American lawyer (1831–1908)

Joseph Larocque (April 2, 1831 - June 9, 1908) was a New York City lawyer and president of the New York City Bar Association.

==Biography==
He was born in New York City in 1831 and educated at Columbia University. Several years after his admission to New York City Bar Association, he partnered with Judge William G. Choate to form the law firm of Shipman, Larocque & Choate, where he practiced until his retirement in 1899. Larocque was a director of a number of companies, including the American Cotton Oil Company, the Commonwealth Insurance Company of New York, Niagara Falls Power Company, and Plaza Bank. He also served on the boards of a number of New York City institutions, including the Metropolitan Museum of Art, the Century Club, and Columbia University.

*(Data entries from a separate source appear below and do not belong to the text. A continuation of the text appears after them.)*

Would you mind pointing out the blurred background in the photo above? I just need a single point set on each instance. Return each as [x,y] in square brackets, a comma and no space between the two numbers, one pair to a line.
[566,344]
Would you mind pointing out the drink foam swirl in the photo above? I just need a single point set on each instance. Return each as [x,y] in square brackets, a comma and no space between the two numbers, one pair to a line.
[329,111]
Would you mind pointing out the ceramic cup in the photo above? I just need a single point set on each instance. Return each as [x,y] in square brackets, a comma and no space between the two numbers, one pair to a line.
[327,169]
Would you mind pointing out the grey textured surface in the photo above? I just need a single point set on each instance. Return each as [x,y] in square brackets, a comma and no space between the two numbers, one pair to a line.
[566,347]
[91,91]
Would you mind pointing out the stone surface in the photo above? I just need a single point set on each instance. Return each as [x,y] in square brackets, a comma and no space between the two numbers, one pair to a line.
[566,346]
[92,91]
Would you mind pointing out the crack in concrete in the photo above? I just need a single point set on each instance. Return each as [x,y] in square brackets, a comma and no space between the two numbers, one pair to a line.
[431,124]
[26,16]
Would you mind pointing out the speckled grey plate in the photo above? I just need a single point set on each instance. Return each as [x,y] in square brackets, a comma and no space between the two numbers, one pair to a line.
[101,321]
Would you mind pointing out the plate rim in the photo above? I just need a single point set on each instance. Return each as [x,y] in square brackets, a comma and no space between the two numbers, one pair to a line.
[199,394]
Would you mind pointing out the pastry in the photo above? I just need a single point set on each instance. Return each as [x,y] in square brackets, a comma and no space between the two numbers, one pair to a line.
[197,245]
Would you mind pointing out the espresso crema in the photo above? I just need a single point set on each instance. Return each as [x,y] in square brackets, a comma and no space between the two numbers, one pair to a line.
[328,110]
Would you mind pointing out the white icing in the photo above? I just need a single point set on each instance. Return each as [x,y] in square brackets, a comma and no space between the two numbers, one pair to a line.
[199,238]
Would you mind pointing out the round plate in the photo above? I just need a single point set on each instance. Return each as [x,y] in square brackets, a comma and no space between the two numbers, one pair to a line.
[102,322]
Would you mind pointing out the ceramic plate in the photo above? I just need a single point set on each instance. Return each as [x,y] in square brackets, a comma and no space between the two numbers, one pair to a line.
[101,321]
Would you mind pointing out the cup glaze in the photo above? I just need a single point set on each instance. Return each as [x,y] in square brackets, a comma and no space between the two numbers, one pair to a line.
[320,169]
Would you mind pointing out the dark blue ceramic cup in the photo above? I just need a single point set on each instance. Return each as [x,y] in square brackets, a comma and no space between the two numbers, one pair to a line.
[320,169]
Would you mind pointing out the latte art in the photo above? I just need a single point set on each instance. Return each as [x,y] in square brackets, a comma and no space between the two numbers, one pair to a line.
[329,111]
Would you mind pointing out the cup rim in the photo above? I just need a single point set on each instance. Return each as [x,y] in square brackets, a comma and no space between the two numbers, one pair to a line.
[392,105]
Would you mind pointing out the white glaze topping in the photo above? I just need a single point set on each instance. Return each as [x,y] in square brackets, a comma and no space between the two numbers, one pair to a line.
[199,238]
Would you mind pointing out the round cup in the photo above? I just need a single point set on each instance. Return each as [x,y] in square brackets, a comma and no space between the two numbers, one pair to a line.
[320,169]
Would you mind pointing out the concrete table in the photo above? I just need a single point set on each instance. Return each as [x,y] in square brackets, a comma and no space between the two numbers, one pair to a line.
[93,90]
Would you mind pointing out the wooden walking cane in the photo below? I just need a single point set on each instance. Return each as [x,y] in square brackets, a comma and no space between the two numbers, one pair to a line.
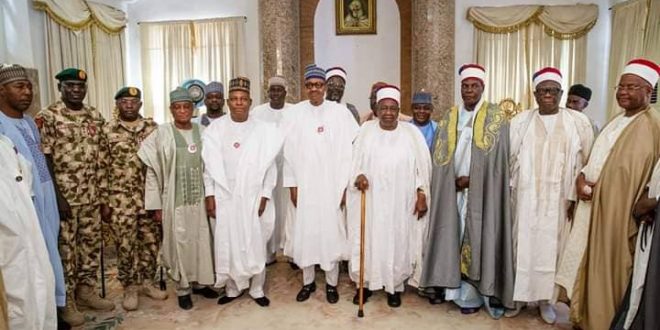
[361,284]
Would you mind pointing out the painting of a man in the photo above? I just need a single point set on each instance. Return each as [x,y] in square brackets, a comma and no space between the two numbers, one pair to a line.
[355,16]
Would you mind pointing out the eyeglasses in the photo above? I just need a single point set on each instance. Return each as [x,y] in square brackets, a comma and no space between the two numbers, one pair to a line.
[317,85]
[627,88]
[553,91]
[422,107]
[129,101]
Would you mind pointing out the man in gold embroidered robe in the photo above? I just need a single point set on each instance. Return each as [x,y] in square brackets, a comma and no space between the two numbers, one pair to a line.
[597,263]
[549,146]
[469,251]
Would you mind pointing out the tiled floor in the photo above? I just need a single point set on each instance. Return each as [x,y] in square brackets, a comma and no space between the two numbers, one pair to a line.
[285,313]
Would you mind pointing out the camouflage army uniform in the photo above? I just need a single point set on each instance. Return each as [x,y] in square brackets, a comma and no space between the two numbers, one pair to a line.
[136,234]
[76,142]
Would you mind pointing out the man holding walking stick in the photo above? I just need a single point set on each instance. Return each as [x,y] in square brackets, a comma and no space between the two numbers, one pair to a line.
[392,165]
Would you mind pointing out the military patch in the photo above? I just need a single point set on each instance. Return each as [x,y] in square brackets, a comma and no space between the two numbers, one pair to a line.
[91,129]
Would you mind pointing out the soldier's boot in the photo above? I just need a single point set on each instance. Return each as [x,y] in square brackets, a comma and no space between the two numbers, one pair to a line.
[87,297]
[70,313]
[130,298]
[152,292]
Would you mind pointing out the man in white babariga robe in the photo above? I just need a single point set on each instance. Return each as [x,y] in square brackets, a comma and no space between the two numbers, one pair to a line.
[273,112]
[392,164]
[27,273]
[317,160]
[549,147]
[240,173]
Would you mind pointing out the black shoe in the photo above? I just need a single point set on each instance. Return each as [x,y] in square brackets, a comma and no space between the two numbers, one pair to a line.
[394,300]
[185,302]
[305,292]
[467,311]
[437,298]
[331,294]
[366,294]
[206,292]
[262,301]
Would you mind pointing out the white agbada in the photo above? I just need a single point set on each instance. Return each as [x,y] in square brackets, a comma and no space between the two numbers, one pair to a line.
[569,260]
[239,169]
[26,270]
[547,154]
[284,210]
[396,164]
[641,263]
[317,160]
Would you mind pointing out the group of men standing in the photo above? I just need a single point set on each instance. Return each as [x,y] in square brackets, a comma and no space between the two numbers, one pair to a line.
[474,209]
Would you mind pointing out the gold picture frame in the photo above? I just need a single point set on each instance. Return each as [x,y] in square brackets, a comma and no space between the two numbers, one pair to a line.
[355,17]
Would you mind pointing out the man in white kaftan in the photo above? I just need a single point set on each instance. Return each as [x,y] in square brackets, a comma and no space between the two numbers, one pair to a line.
[392,165]
[174,191]
[240,174]
[27,273]
[273,112]
[549,146]
[317,160]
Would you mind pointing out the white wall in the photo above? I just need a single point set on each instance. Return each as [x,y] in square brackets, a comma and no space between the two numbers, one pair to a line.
[598,42]
[166,10]
[366,58]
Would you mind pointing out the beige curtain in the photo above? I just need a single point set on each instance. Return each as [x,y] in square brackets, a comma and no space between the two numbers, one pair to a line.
[628,29]
[514,42]
[88,36]
[173,52]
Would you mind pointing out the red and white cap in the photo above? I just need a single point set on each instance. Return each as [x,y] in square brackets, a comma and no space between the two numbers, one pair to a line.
[335,71]
[472,71]
[389,92]
[644,69]
[545,74]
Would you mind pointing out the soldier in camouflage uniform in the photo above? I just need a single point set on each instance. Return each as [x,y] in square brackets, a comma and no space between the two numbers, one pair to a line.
[74,145]
[135,232]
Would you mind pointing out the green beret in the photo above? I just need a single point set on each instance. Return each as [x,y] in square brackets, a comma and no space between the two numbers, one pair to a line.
[128,92]
[180,94]
[71,74]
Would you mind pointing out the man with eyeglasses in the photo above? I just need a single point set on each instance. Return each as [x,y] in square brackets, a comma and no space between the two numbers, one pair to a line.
[273,112]
[240,173]
[317,160]
[597,263]
[75,146]
[174,193]
[15,99]
[422,109]
[549,146]
[135,233]
[468,257]
[392,165]
[578,99]
[335,80]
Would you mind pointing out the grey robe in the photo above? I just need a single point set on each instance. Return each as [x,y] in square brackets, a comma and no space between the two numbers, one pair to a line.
[487,257]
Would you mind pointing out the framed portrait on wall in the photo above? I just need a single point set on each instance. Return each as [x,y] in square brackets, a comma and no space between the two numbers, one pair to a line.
[355,17]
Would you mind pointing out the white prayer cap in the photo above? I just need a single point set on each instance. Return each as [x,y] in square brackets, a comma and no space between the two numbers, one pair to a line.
[389,92]
[546,74]
[335,71]
[472,70]
[277,81]
[644,69]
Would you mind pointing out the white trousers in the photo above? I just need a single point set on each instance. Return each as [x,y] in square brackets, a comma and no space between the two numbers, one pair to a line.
[331,276]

Larocque was active in reform politics, serving as president of the New York City Bar Association from 1894 to 1895 and as chairman of the pro-Temperance Committee of Fifty in 1894.

He died on June 9, 1908, of pneumonia at age 78 in New York City. He was the grandfather of author and philanthropist Edward Larocque Tinker (1881-1968) as well as Annie Rensselaer Tinker, also a philanthropist and a suffragist. Diana Rivers is his granddaughter through his daughter, Elizabeth Larocque.